Now that every man and his dog seem to be involved in cryptocurrency, the ATO has started exploring ways to make sure they’re all paying their fair share of tax.

The taxation overlords say they’re working with a number of external parties to ensure a fair outcome is reached for all parties. These include tax experts, lawyers, tech specialists, and banking and finance advisers. The “external consultations” will take the form of a workshop conducted in February.

“This meeting will explore common queries from clients, practical issues and the tax implications arising from current cryptocurrency transactions and anticipated developments,” an ATO spokesperson said.

“The creation, trade and use of cryptocurrencies is a rapidly evolving area. The ATO is continuing to work proactively both domestically and internationally to identify and respond to any issues related to the tax implications of cryptocurrencies, whether as a result of new types of transactions, new structures or new participants entering the increasingly digitised environment.” 
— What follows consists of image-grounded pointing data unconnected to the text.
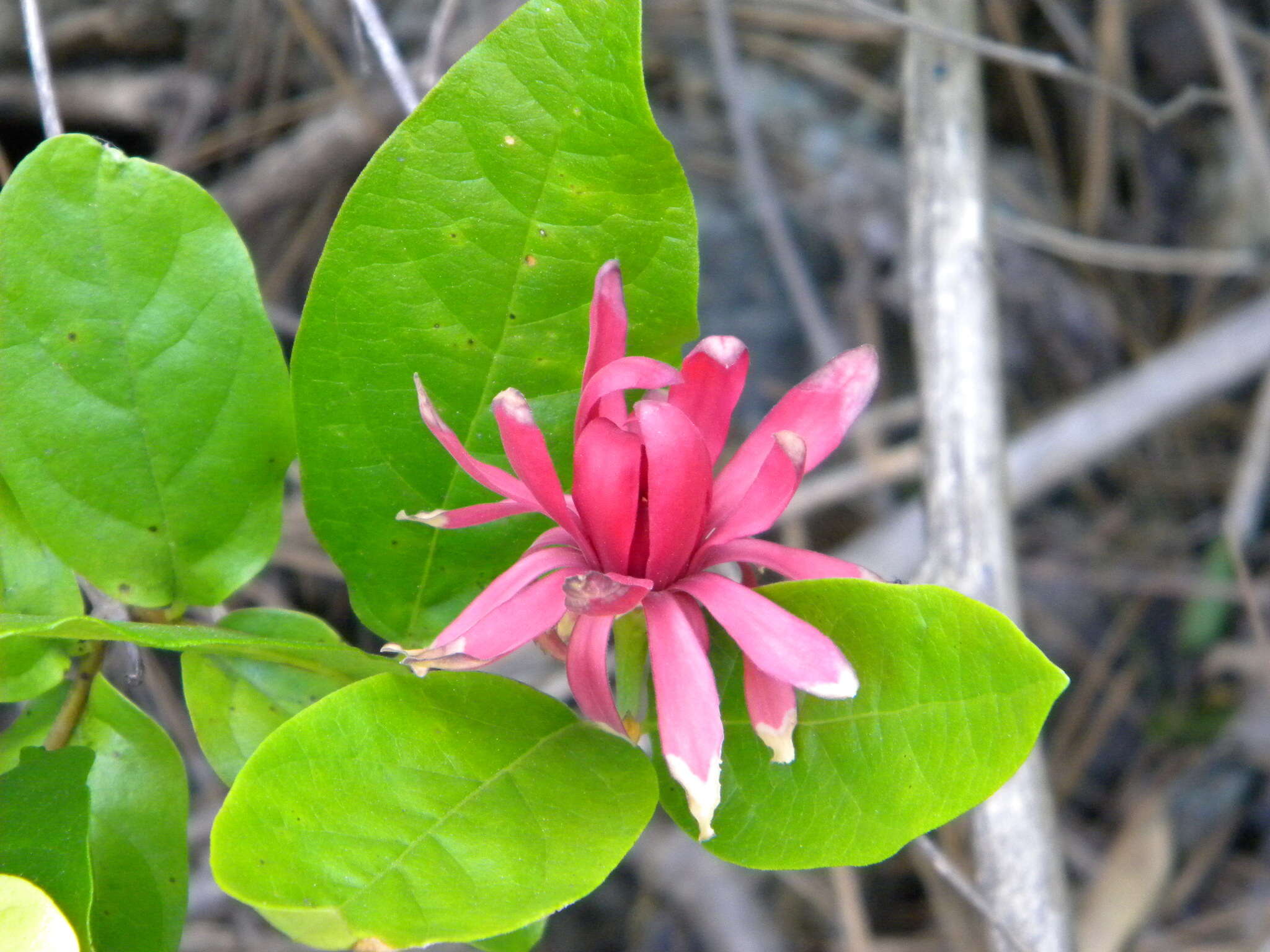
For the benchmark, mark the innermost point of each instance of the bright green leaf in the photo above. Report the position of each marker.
(144, 416)
(33, 580)
(31, 922)
(426, 810)
(236, 702)
(466, 253)
(138, 826)
(520, 941)
(45, 828)
(951, 700)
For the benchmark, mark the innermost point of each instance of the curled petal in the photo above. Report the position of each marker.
(773, 711)
(678, 488)
(794, 564)
(527, 452)
(614, 379)
(522, 573)
(714, 375)
(769, 494)
(468, 516)
(587, 667)
(696, 619)
(607, 340)
(603, 594)
(489, 477)
(606, 466)
(687, 706)
(819, 410)
(778, 641)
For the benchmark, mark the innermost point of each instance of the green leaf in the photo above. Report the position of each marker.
(953, 697)
(32, 579)
(429, 810)
(520, 941)
(138, 826)
(31, 922)
(278, 644)
(236, 702)
(466, 253)
(144, 416)
(45, 829)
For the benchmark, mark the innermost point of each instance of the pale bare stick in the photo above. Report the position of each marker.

Cryptocurrencies aren’t currently recognised as a form of money or foreign currency in terms of Australian taxation, but rather an asset liable to capital gains tax, similar to, say, property.

The advice given by the ATO is to (as always) keep records of everything. If you’re one of those with a case of the crypto crazies, make sure you hold records for the amounts transacted (in AUD), the dates of transactions, what they were for, and the other party involved. Pretty standard stuff.

“Generally, there will be no income tax or GST implications if you are not in business or carrying on an enterprise and you simply pay for goods or services in Bitcoin,” the department says. In other words, if you’re using crypto as personal currency, there’s no difference in GST.

“Where you use bitcoin to purchase goods or services for personal use or consumption, any capital gain or loss from disposal of the bitcoin will be disregarded provided the cost of the bitcoin is $10,000 or less,” the ATO guidance says.

While folks already pay capital gains on crypto earnings, new regulations will likely bring the digital currency in line with traditional investments. Last year, the ATO introduced amendments to the Anti-Money Laundering and Counter-Terrorism Financing Act, as well as removing double taxation.

At the end of the day, if you’re getting into crypto investing, it’s always important to keep an eye on any changes to rules and regulations to make sure you don’t get stung.